Response needed to go on to Step 2. If your child eats the food without resisting (or gagging) during three consecutive meals, go on to the next step. If the child resists reduce the amount of regular applesauce.
- Step 2: Add ¼ cup of regular applesauce to ¾ cup of baby food applesauce. Praise your child.
Response needed to go on to Step 3. Same as above.
- Step 3: Add ½ cup of regular applesauce to ½ cup of baby food applesauce. Praise your child.
Response needed to go on to Step 4. Same as above.
- Steps 4: Serve your child one cup of adult applesauce.
Response needed to go on to Steps 5 & 6. Same as above.
- Steps 5 & 6: Slowly add more texture at each step – small bits of crushed apple to the adult applesauce – until your child is eating apple pieces.

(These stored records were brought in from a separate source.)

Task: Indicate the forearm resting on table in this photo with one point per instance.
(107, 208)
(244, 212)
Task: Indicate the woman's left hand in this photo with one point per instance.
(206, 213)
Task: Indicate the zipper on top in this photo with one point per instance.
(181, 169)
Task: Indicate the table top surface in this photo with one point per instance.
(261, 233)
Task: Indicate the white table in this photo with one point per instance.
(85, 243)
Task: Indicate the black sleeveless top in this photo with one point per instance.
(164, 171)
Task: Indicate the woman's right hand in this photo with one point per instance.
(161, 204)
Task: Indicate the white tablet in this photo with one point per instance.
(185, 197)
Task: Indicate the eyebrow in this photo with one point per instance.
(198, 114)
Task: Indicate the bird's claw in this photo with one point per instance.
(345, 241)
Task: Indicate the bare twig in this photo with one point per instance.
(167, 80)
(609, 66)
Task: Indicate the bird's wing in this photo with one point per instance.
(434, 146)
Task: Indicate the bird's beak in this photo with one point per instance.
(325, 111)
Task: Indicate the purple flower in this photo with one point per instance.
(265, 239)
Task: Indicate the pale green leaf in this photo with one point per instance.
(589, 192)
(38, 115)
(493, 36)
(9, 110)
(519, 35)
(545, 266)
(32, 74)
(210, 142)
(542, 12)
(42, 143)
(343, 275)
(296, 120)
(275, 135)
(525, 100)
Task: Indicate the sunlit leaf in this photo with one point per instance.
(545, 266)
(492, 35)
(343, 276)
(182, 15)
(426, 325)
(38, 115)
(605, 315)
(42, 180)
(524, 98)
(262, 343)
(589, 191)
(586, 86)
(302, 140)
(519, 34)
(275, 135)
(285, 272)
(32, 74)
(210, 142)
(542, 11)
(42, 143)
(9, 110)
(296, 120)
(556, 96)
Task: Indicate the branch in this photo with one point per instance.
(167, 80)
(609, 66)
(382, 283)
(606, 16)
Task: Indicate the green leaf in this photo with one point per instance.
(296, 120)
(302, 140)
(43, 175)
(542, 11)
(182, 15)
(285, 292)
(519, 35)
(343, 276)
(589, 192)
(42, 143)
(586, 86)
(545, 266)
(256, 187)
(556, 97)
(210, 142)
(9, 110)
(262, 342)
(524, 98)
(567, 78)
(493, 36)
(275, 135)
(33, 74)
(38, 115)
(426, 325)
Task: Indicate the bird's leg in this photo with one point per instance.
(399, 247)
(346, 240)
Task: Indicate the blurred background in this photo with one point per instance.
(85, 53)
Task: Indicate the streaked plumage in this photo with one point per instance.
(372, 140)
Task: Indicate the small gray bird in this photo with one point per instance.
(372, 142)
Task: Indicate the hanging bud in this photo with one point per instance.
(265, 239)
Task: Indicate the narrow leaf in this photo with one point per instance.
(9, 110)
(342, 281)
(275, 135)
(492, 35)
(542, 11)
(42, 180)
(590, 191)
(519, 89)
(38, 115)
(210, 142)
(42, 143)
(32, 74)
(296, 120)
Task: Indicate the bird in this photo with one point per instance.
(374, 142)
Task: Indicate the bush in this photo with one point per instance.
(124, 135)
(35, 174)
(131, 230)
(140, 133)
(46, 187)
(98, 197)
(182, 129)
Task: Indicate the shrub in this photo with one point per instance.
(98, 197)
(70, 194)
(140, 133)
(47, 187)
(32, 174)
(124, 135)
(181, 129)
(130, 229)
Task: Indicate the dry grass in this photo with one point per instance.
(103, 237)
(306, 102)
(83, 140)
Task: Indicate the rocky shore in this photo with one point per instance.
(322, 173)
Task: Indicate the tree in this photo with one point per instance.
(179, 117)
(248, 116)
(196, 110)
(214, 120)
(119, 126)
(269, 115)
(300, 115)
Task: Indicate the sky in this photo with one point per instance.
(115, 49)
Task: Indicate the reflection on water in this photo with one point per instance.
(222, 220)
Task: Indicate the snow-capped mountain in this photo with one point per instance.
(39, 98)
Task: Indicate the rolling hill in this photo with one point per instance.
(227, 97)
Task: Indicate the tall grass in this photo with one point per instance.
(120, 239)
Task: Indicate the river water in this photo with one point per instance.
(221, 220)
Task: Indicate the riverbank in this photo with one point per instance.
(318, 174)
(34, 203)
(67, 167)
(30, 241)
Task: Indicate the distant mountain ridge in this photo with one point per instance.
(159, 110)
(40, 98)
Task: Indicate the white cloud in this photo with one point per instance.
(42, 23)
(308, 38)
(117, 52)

Praise your child.
Positive Behavioral Momentum
It can be difficult for you to teach an ADL when your child is constantly refusing to cooperate. You can minimize negative responses and build self-confidence and a positive outlook by first asking your child to do a series of tasks he will readily do and then adding on the objectionable task at the end of the list. Here are examples:
- To get him dressed: “Give me a high-five”, “Wave your hands”, “Put your foot out”, “Let’s find your pants to get dressed”.
- To get him to eat breakfast: “Tell me your favorite color”, “Hug me”, “Are you hungry?”, “We’ll go to the kitchen to eat”.